Block-based storage engine

Background

In Duplicati 1.3 backups were done and stored the following way:

  • There was always a full backup followed by incremental backups.
  • The latest incremental backup was based on all previous backups. To restore latest files, all backup files were required.
  • Files were written into compressed archives which were encrypted afterwards.
  • The archives of incremental backups only contained the changes to the previous files.

This approach had some issues:

  1. The chains of full and incremental backups could get very long. As a result of that the likeliness increased that the backup could be lost due to data corruption.
  2. After a loss of data, users usually restore the latest version. This required to download the entire history of all changes and restoring went through the same history again making restoring slow.
  3. The recommended, regular full backups were a <insert bad word here>.

New Storage Format

Duplicati 2.0 introduced a new, revolutionary storage format for backups. The storage format is block-based. This means, it does not store the files, but chops all files into tiny blocks. Here is a simple explanation.

Imagine your local files consist of many small bricks in different shapes and colors. Duplicati takes your files, breaks them down into single bricks and stores these bricks in small bags. Whenever a bag is full, it is stored in a huge box (which is your online storage). When something changes, Duplicati puts new bricks into a new bag and puts it into the box. When a local file needs to be restored, Duplicati knows what bricks it needs and in which bags these are. So, it grabs the required bags, takes out the bricks and rebuilds your file. If the file is still on your computer (in a version you do not want anymore), Duplicati can just replace the wrong bricks, thus updating the existing file.

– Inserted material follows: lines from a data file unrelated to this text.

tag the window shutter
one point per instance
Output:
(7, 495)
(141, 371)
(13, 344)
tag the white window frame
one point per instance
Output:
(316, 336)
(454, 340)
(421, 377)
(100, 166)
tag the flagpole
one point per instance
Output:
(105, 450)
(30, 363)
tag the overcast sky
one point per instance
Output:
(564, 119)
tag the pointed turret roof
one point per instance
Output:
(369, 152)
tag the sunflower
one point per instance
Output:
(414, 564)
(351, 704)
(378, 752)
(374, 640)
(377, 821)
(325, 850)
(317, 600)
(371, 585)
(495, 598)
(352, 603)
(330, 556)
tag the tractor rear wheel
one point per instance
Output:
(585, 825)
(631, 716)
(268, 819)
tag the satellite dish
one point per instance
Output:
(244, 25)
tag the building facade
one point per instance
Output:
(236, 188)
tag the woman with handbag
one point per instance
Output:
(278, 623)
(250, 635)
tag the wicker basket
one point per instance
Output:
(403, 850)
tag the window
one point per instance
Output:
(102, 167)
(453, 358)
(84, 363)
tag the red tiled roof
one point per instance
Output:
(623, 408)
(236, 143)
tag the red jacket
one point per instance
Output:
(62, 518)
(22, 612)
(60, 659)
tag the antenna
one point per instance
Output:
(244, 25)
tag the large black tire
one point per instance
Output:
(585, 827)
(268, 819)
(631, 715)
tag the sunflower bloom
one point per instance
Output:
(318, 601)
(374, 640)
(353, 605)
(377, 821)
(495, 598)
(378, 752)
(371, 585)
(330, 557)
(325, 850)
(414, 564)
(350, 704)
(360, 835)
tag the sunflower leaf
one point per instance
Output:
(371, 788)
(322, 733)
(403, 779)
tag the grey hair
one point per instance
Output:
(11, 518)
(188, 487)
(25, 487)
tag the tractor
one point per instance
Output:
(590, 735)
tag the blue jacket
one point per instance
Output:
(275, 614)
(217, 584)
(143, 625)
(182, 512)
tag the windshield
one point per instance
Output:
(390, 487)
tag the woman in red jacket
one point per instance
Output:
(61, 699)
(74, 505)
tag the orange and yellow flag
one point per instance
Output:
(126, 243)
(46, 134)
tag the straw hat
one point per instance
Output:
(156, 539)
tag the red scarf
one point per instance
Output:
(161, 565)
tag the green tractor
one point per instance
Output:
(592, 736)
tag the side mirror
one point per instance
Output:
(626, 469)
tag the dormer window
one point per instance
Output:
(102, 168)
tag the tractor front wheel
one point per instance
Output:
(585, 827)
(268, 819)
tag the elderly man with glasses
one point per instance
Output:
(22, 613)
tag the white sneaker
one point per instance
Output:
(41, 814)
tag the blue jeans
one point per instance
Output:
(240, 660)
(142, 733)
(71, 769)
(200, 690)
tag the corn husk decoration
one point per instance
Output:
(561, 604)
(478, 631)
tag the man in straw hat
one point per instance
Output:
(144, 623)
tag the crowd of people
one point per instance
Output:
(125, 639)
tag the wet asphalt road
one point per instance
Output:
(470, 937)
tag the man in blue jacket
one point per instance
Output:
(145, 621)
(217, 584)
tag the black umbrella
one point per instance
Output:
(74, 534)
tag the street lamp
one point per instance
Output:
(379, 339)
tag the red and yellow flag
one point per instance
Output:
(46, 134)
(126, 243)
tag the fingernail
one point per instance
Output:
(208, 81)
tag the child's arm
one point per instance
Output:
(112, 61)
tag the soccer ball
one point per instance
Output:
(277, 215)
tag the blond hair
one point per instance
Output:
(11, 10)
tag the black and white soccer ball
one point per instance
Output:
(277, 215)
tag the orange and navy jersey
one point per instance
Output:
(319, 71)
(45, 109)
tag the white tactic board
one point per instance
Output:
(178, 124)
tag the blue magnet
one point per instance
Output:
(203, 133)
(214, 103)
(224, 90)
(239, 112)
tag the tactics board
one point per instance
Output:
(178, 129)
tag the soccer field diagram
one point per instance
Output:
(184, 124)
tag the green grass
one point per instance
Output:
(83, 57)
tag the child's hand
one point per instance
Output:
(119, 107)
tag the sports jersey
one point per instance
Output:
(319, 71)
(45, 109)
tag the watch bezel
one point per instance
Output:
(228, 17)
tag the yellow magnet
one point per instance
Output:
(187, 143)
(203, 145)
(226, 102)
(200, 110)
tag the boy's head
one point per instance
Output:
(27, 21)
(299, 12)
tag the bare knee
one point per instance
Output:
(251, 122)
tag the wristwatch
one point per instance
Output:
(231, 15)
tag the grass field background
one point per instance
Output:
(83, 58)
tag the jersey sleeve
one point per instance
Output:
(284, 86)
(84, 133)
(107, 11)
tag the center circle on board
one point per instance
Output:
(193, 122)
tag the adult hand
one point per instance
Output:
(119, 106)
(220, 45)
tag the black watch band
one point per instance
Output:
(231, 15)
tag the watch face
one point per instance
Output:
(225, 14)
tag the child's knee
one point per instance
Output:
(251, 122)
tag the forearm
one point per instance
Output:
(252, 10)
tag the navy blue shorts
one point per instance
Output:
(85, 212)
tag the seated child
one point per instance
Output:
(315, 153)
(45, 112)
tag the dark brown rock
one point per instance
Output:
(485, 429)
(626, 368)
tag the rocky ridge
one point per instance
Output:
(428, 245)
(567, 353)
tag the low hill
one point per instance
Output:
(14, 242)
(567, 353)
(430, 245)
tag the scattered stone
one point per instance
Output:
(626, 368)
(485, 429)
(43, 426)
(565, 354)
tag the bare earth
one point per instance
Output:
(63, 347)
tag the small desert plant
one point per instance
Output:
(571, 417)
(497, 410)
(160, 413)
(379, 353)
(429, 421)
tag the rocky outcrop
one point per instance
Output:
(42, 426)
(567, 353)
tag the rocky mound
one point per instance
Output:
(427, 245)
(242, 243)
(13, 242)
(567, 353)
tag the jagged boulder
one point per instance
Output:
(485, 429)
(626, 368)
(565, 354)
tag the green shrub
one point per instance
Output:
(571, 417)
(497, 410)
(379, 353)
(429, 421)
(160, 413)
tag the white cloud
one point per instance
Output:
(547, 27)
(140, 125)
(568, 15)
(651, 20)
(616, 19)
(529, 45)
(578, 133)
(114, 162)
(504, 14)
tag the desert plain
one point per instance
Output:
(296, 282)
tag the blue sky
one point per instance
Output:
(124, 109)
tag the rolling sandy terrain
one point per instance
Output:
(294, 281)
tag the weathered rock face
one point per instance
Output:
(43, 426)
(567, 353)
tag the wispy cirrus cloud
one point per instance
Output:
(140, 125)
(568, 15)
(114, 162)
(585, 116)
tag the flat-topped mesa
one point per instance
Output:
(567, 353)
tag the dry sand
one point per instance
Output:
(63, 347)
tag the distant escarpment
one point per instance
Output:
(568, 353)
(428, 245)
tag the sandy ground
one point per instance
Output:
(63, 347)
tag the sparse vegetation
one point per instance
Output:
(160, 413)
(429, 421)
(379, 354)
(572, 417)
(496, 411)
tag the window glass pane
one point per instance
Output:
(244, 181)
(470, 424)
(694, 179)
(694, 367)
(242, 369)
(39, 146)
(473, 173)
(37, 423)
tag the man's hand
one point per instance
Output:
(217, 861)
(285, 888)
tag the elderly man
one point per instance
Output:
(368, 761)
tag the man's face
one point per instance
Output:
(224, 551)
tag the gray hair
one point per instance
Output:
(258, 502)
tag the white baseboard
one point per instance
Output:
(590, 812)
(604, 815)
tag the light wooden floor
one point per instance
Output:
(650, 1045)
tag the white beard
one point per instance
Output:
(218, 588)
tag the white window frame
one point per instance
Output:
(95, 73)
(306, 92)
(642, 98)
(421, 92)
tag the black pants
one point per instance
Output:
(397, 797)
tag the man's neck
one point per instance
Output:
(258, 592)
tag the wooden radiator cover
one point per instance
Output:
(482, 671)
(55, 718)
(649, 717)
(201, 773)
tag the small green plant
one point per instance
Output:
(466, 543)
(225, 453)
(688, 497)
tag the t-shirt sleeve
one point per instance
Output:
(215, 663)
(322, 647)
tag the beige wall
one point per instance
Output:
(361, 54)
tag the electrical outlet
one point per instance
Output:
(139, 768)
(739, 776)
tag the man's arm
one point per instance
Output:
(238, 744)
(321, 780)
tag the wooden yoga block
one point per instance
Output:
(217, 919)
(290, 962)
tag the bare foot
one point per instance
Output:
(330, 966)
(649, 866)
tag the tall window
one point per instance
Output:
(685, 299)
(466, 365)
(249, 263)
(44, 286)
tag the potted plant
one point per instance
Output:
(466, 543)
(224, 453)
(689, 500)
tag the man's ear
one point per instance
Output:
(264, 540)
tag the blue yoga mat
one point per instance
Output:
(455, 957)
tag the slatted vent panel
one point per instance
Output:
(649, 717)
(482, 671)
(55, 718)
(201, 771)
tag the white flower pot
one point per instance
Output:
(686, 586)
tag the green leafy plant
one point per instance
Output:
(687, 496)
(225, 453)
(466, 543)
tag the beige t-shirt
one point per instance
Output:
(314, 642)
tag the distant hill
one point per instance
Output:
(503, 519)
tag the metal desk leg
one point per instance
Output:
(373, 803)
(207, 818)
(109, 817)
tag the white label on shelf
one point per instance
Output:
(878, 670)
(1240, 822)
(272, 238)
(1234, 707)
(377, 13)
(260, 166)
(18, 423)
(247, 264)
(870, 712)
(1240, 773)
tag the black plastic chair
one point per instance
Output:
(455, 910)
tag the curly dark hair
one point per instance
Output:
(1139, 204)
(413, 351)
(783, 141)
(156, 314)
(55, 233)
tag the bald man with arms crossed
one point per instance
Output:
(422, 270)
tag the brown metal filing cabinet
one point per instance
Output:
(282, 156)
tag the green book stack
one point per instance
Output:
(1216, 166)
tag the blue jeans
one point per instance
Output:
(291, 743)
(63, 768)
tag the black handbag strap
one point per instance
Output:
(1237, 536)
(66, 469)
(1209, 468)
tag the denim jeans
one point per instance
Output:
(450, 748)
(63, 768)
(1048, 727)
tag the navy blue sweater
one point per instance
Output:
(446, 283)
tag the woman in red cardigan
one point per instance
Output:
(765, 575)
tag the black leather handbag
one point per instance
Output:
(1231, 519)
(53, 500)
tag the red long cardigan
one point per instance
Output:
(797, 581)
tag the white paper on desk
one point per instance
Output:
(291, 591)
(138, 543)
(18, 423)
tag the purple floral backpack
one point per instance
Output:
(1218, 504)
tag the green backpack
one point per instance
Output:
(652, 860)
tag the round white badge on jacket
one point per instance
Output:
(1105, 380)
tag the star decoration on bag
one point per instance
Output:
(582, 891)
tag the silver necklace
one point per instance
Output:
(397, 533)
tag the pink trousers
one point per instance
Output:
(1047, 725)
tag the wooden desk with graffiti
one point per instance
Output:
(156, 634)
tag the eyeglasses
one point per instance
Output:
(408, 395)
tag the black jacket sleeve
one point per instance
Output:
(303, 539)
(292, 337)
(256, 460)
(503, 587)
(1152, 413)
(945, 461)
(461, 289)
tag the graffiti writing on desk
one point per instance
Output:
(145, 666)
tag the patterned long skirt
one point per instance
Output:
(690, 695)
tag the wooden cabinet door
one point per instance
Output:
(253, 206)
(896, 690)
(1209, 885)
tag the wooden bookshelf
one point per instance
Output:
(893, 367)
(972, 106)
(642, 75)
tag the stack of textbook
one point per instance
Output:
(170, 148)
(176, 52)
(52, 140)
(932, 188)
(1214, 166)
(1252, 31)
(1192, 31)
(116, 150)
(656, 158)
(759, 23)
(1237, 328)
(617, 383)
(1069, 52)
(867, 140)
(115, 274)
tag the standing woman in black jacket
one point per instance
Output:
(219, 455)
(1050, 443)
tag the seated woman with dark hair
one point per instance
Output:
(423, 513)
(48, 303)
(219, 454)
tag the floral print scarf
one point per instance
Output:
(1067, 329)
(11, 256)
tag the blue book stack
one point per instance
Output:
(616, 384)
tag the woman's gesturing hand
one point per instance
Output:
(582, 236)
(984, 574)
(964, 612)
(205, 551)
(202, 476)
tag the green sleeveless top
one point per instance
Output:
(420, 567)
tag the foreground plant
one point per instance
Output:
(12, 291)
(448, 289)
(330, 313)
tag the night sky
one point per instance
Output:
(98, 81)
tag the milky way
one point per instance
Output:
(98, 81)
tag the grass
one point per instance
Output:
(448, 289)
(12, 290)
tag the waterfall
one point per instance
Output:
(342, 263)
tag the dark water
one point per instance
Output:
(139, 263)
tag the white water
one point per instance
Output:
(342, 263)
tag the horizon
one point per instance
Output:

From time to time, Duplicati will notice that there are a few bags that contain bricks it does not need anymore. It grabs those bags, sorts the bricks. It throws away the bricks that are not needed anymore, then it puts the required bricks into new bags and puts them back into the box. Duplicati will also notice if there is a large number of bags that only contain a very small number of bricks. Duplicati grabs all those bags, takes out the bricks, puts them into a small number of new bags and puts these into the box.

And to say the good news again: There is no need to upload full backups regularly. This makes Duplicati a perfect choice for incremental backups of large media libraries.

Whitepaper

We have published technical details in a whitepaper A block-based storage model for remote online backups in a trust-no-one environment).